Green Zone takes place in Baghdad in 2003 with Matt Damon starring as Chief Warrant Officer Roy Miller who, along with his team, has been assigned the duty of finding weapons of mass destruction believed to be stockpiled throughout the Iraqi desert. Unfortunately, all of their missions are coming up empty and with a couple of recent casualties on fruitless missions Miller wants to know why they’re coming up empty and where the bad intel is coming from. When he begins challenging the system he finds most doors slamming shut, but the CIA is willing to listen, sending him on a mission into the desert to find the truth.
Unfortunately for Miller, whatever truth he comes up with will be irrelevant as he’s fighting against a power not only unwilling to listen, but the actual cause of all the troubles at hand. While masquerading as a thriller, Green Zone is actually more interested in making sure audiences are aware the war in Iraq was started under false pretenses (the fact there were no weapons of mass destruction), a point we’ve all been aware of for some time now, which means Green Zone isn’t telling audiences anything they didn’t already know. What this leaves us with is a shell of a movie that asks a few questions, but seems either unwilling or unsure of how to answer them.
What should a country do if the reason they went to war turns out to be a lie or simply proven untrue? Do you pull out? Stay in? Act like it didn’t happen? Throughout Green Zone questions such as these arise, but they are brushed under the rug as the film slows down just enough to make sure you’re paying attention — THERE ARE NO WMDS! — before tirelessly moving on to the next action sequence.
In an effort to pull all of this off, the story is told much like an episode of “24” and has Damon’s character going from here to there finding everything we expect him to find only to learn his efforts are fruitless. The thrill of it all is lost in redundancy. While there is an expert level of technical proficiency in the action sequences, they all mirror one another to the point one bleeds into the next and it all feels like territory we’ve tread only minutes earlier.
This film will draw instant comparisons to the Bourne series of films, if not because Greengrass directed Damon in the final two films in the franchise, then because that’s how Universal is selling it. In all honesty, this is a Bourne film only the names and occupations have been changed. The dramatic difference between the Bourne films and this one being screenwriter Brian Helgeland doesn’t seem to have been able to find much of a story in his adaptation of Rajiv Chandrasekaran’s book “Imperial Life in the Emerald City: Inside Iraq’s Green Zone,” which served as the film’s source material. It tries to begin exploring the consequences of dissolving the Iraqi army, but by the time it comes to that this one has already gone too far downhill. Once they went to the stock footage of George W. Bush’s “Mission Accomplished” speech aboard the USS Abraham Lincoln I was pretty much fed up.

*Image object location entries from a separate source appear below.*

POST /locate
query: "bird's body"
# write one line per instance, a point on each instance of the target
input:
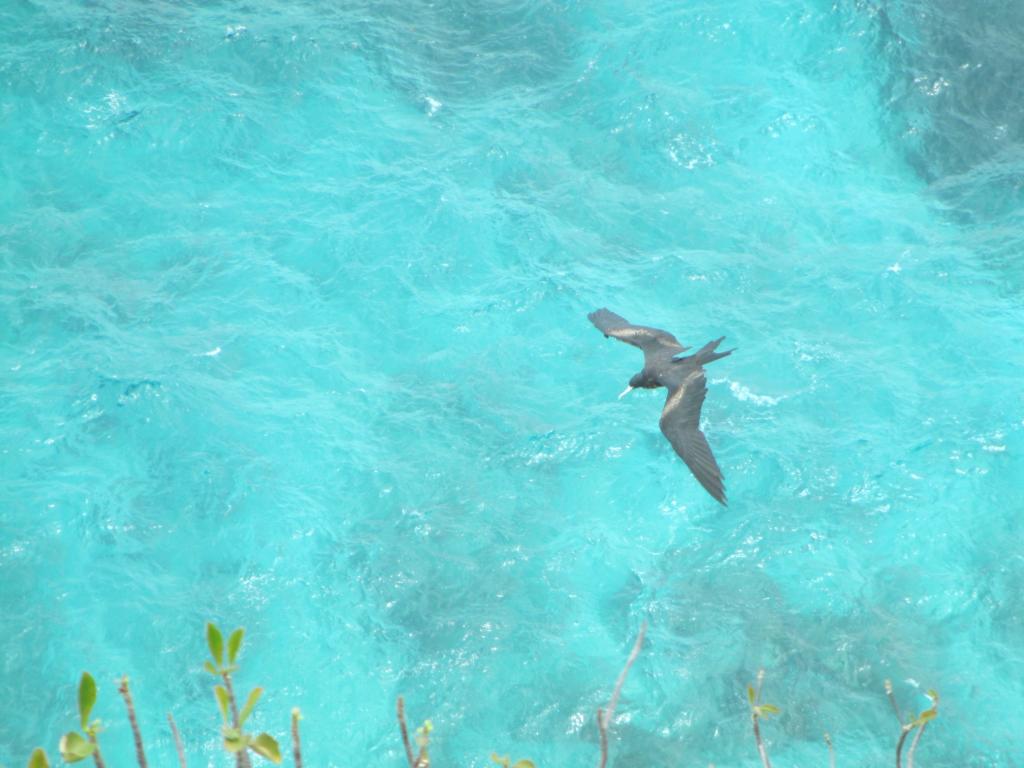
(684, 378)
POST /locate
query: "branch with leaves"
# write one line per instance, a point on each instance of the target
(919, 723)
(760, 710)
(237, 740)
(74, 747)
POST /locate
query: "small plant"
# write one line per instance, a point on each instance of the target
(422, 759)
(237, 740)
(760, 710)
(74, 747)
(920, 722)
(506, 762)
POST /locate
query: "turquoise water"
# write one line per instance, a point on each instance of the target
(293, 336)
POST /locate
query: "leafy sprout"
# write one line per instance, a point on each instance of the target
(74, 747)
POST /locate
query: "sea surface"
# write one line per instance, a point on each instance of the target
(293, 336)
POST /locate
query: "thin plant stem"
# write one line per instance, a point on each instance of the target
(126, 694)
(177, 740)
(626, 671)
(603, 730)
(892, 700)
(604, 716)
(96, 757)
(913, 744)
(296, 745)
(404, 732)
(899, 744)
(242, 757)
(762, 750)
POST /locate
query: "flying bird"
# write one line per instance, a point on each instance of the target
(684, 378)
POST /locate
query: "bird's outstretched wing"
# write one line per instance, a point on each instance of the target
(681, 424)
(653, 342)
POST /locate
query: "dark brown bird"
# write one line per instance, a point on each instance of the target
(684, 378)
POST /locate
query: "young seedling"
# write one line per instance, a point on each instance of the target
(760, 710)
(126, 694)
(423, 741)
(422, 760)
(920, 722)
(38, 759)
(605, 715)
(506, 762)
(237, 740)
(832, 752)
(74, 747)
(296, 744)
(179, 748)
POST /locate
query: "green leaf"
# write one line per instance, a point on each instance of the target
(38, 759)
(86, 696)
(216, 642)
(250, 702)
(235, 643)
(235, 740)
(265, 744)
(222, 700)
(74, 748)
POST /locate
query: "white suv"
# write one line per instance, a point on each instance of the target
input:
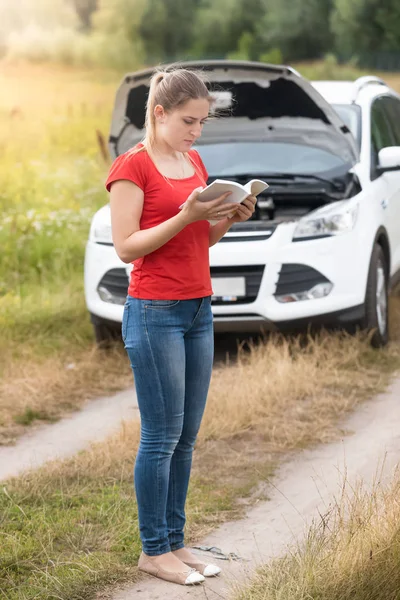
(324, 243)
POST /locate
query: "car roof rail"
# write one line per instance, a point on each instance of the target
(363, 81)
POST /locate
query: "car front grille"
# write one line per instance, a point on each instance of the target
(295, 278)
(252, 274)
(116, 282)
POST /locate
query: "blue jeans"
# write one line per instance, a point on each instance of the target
(170, 345)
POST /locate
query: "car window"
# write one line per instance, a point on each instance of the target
(381, 133)
(234, 159)
(392, 111)
(351, 116)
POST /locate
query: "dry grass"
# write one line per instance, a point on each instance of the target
(49, 364)
(70, 528)
(353, 553)
(47, 391)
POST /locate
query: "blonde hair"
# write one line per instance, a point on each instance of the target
(171, 89)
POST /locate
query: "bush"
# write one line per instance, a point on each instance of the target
(273, 57)
(330, 69)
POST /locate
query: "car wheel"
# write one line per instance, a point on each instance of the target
(376, 299)
(105, 333)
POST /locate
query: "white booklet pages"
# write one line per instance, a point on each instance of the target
(238, 192)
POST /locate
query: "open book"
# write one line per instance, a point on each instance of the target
(239, 192)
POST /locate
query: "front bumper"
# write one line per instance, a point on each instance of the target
(268, 265)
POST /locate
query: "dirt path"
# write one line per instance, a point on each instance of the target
(301, 490)
(94, 422)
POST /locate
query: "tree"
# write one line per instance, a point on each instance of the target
(300, 28)
(85, 9)
(366, 26)
(167, 28)
(228, 27)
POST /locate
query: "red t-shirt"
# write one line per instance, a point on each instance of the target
(180, 269)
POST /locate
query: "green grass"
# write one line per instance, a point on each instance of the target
(67, 536)
(351, 553)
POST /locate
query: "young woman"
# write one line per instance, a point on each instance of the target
(167, 324)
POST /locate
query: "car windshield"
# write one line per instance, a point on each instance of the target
(239, 158)
(224, 159)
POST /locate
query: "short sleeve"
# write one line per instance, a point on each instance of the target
(197, 158)
(130, 166)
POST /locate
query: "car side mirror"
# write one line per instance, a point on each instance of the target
(389, 159)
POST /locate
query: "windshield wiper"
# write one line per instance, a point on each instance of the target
(292, 176)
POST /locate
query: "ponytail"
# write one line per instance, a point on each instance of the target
(170, 89)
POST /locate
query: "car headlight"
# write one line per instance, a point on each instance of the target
(333, 223)
(101, 233)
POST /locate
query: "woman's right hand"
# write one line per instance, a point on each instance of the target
(197, 210)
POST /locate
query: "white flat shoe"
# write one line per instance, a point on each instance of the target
(208, 570)
(191, 577)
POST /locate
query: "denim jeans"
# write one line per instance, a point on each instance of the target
(170, 345)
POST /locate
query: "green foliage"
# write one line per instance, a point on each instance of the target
(244, 48)
(125, 34)
(330, 69)
(366, 25)
(299, 28)
(227, 28)
(167, 28)
(273, 56)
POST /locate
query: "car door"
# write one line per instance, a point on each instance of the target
(385, 132)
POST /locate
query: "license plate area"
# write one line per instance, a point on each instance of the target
(228, 289)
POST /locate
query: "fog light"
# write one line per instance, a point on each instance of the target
(318, 291)
(107, 296)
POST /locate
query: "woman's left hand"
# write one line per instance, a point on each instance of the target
(244, 210)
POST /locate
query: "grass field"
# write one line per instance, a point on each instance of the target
(52, 172)
(71, 528)
(352, 553)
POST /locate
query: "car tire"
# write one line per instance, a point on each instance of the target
(105, 333)
(376, 304)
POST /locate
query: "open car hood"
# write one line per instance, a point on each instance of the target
(274, 100)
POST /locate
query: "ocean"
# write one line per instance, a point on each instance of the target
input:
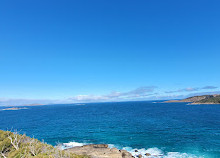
(166, 130)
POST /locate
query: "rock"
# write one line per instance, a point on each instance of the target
(139, 156)
(148, 154)
(100, 151)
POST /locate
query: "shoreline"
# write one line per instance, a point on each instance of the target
(111, 151)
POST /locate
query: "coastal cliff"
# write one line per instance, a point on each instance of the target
(203, 99)
(14, 145)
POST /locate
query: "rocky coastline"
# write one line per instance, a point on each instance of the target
(103, 151)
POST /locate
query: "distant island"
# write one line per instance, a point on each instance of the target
(14, 108)
(203, 99)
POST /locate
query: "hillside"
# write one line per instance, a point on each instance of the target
(203, 99)
(13, 145)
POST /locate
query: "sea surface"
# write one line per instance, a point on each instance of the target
(166, 130)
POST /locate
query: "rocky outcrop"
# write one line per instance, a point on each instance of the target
(100, 151)
(203, 99)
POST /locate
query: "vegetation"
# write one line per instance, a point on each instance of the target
(14, 145)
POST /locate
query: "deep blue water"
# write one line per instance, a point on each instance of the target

The only way Green Zone could have been interesting is if it had been released back in 2001 or 2002, and it’s theories had been explored as a “what if?” scenario before the war in Iraq had ever started. Instead, it’s subject matter serving as a coherent story is an afterthought and the fictional telling of the events make it even more irrelevant. Had this been a movie offering answers, or had it named actual names as opposed to making everything up, there may have been something to talk about. If Green Zone does anything it offers up the message we should learn from our mistakes, but did we really need Paul Greengrass to waste two hours of our life to tell us that?